Thanks to the wide range of options available to secure the loan agreement with certainty, you can usually get a loan from a bank even with a fixed-term employment contract. However, if there is no collateral, the borrower has to go another way to get the money he needs.
Loan with a temporary employment contract from private
Probably the easiest and least complicated way to get a loan is a personal loan. Even if there are now various platforms for this on the Internet, they fail in this special case. Since all of these platforms require a permanent contract of employment to apply for a loan, you cannot get a loan there with a fixed-term contract. So there is only the way to personally known people from whom you can request a loan.
Since your own financial situation is stable and only the temporary employment contract prevents you from receiving a loan from a credit institution, chances are good to get a loan from a friend or relative. Since the situation can be communicated to them in this way, there is nothing to prevent the borrower’s creditworthiness. The main advantage of this form of loan is the high degree of flexibility. Loan amount, interest and duration of the loan can be negotiated quickly and easily, so that nothing stands in the way of quick provision of the loan amount.
However, as a borrower, you should make sure that such a loan is also concluded with a loan agreement. This protects you from unjustified claims by the lender and you are always on the legally secure side. Such a contract only has to contain the relevant, important data: date of the loan, borrower and lender, amount of the loan, agreed interest and terms.

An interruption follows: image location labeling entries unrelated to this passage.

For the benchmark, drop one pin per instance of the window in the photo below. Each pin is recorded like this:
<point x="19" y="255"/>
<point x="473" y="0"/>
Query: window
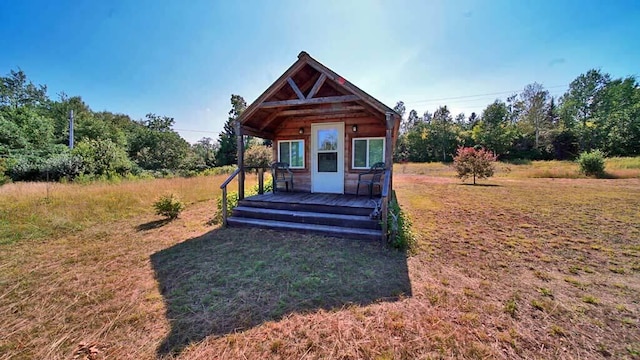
<point x="292" y="152"/>
<point x="367" y="151"/>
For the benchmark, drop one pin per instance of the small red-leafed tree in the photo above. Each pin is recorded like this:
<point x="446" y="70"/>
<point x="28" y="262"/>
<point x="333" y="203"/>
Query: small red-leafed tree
<point x="476" y="162"/>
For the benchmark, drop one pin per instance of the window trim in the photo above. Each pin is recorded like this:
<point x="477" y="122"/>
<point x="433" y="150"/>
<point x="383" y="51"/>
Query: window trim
<point x="289" y="160"/>
<point x="353" y="151"/>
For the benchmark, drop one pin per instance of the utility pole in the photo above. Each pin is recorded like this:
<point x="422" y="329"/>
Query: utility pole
<point x="71" y="129"/>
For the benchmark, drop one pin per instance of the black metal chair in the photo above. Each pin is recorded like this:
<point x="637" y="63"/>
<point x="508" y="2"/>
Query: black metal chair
<point x="371" y="178"/>
<point x="280" y="173"/>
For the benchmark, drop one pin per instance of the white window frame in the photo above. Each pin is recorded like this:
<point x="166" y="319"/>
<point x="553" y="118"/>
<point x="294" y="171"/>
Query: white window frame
<point x="353" y="151"/>
<point x="289" y="159"/>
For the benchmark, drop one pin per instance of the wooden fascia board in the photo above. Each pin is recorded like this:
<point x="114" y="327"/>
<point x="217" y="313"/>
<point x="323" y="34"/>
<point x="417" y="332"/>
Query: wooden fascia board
<point x="314" y="101"/>
<point x="375" y="103"/>
<point x="246" y="130"/>
<point x="271" y="90"/>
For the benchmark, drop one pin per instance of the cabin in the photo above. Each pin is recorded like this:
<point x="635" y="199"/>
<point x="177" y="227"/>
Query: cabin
<point x="330" y="133"/>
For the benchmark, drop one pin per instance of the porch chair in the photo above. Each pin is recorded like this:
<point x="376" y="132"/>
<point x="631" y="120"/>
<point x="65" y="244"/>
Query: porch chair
<point x="371" y="178"/>
<point x="280" y="173"/>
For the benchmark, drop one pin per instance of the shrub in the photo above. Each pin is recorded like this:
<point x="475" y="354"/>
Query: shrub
<point x="478" y="163"/>
<point x="592" y="163"/>
<point x="61" y="166"/>
<point x="400" y="234"/>
<point x="169" y="206"/>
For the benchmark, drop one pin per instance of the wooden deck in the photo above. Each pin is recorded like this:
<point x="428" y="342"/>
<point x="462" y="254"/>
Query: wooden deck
<point x="303" y="198"/>
<point x="328" y="214"/>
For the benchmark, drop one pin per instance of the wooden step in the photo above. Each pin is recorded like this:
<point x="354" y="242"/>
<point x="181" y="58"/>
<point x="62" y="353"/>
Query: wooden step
<point x="306" y="207"/>
<point x="328" y="230"/>
<point x="305" y="217"/>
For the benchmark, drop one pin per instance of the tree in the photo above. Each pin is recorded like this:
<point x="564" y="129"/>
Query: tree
<point x="16" y="91"/>
<point x="443" y="133"/>
<point x="493" y="130"/>
<point x="227" y="142"/>
<point x="478" y="163"/>
<point x="156" y="146"/>
<point x="578" y="104"/>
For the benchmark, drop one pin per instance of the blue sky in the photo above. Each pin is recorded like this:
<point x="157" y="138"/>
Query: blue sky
<point x="185" y="58"/>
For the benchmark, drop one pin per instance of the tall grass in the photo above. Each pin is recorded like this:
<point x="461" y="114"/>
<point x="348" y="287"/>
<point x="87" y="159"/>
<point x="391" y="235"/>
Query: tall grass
<point x="620" y="168"/>
<point x="40" y="210"/>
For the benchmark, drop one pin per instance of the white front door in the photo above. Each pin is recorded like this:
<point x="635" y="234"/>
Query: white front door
<point x="327" y="158"/>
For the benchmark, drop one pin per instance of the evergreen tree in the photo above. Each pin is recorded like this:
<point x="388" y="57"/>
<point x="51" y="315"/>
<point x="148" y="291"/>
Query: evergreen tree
<point x="227" y="142"/>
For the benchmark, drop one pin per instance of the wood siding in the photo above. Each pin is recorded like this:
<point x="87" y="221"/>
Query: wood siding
<point x="289" y="130"/>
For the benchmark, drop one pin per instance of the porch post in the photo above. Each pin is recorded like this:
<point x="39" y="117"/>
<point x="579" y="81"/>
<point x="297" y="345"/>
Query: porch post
<point x="388" y="151"/>
<point x="240" y="143"/>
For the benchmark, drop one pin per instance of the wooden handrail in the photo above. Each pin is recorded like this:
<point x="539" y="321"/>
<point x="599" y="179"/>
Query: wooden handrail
<point x="224" y="195"/>
<point x="230" y="178"/>
<point x="384" y="203"/>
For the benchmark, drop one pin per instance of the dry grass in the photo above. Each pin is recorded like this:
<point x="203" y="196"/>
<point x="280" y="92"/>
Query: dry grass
<point x="529" y="268"/>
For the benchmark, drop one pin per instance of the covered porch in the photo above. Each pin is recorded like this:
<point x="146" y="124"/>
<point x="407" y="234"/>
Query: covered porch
<point x="329" y="132"/>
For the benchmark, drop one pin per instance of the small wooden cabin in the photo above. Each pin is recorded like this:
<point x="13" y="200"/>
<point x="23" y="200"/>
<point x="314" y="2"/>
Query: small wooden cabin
<point x="325" y="127"/>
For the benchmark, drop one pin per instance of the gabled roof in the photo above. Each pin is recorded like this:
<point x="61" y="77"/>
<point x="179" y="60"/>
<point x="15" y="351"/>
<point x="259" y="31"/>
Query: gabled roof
<point x="311" y="90"/>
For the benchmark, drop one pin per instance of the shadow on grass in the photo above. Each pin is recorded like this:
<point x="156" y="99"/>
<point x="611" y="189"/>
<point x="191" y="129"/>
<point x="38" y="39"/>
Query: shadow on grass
<point x="487" y="185"/>
<point x="152" y="225"/>
<point x="233" y="279"/>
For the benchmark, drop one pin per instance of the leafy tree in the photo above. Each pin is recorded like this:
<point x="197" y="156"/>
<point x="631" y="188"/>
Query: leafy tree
<point x="156" y="146"/>
<point x="16" y="91"/>
<point x="493" y="130"/>
<point x="443" y="134"/>
<point x="205" y="150"/>
<point x="227" y="142"/>
<point x="578" y="105"/>
<point x="478" y="163"/>
<point x="617" y="118"/>
<point x="102" y="157"/>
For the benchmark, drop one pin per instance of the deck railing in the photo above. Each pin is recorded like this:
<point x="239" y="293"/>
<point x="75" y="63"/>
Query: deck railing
<point x="240" y="193"/>
<point x="385" y="196"/>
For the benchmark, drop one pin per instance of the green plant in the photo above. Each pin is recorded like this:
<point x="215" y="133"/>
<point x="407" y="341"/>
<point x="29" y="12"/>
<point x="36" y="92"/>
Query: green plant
<point x="592" y="163"/>
<point x="478" y="163"/>
<point x="400" y="234"/>
<point x="169" y="206"/>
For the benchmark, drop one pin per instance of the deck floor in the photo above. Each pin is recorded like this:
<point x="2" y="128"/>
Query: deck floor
<point x="361" y="201"/>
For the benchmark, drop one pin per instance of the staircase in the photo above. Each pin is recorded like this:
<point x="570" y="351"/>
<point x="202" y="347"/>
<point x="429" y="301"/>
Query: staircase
<point x="330" y="215"/>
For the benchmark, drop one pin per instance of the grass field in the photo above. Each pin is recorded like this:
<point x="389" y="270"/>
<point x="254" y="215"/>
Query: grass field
<point x="522" y="267"/>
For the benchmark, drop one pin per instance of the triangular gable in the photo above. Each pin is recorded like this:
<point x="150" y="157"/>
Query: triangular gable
<point x="308" y="88"/>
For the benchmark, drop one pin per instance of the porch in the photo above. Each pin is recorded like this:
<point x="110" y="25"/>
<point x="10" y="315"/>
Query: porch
<point x="336" y="215"/>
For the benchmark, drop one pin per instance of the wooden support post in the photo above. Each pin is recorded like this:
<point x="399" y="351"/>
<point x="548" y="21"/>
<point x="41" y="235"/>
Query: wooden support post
<point x="240" y="161"/>
<point x="224" y="206"/>
<point x="388" y="151"/>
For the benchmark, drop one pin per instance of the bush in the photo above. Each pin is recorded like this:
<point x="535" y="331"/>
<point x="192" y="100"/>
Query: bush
<point x="169" y="206"/>
<point x="478" y="163"/>
<point x="592" y="163"/>
<point x="400" y="234"/>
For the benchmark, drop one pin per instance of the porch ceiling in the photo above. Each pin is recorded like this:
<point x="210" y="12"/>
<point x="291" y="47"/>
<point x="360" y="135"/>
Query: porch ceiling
<point x="309" y="91"/>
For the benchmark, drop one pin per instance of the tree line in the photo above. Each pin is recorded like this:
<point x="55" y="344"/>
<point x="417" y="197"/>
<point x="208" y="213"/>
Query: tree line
<point x="597" y="112"/>
<point x="34" y="138"/>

If all these points are included, such a contract provides legal security for debtors and creditors in all situations.
Even with a temporary employment contract, corresponding loans can be realized in various ways. Depending on the available collateral, the usual banks and credit institutions can also be considered as lenders. As an alternative, there are loans in your own circle of friends, especially if only small amounts or short terms are required.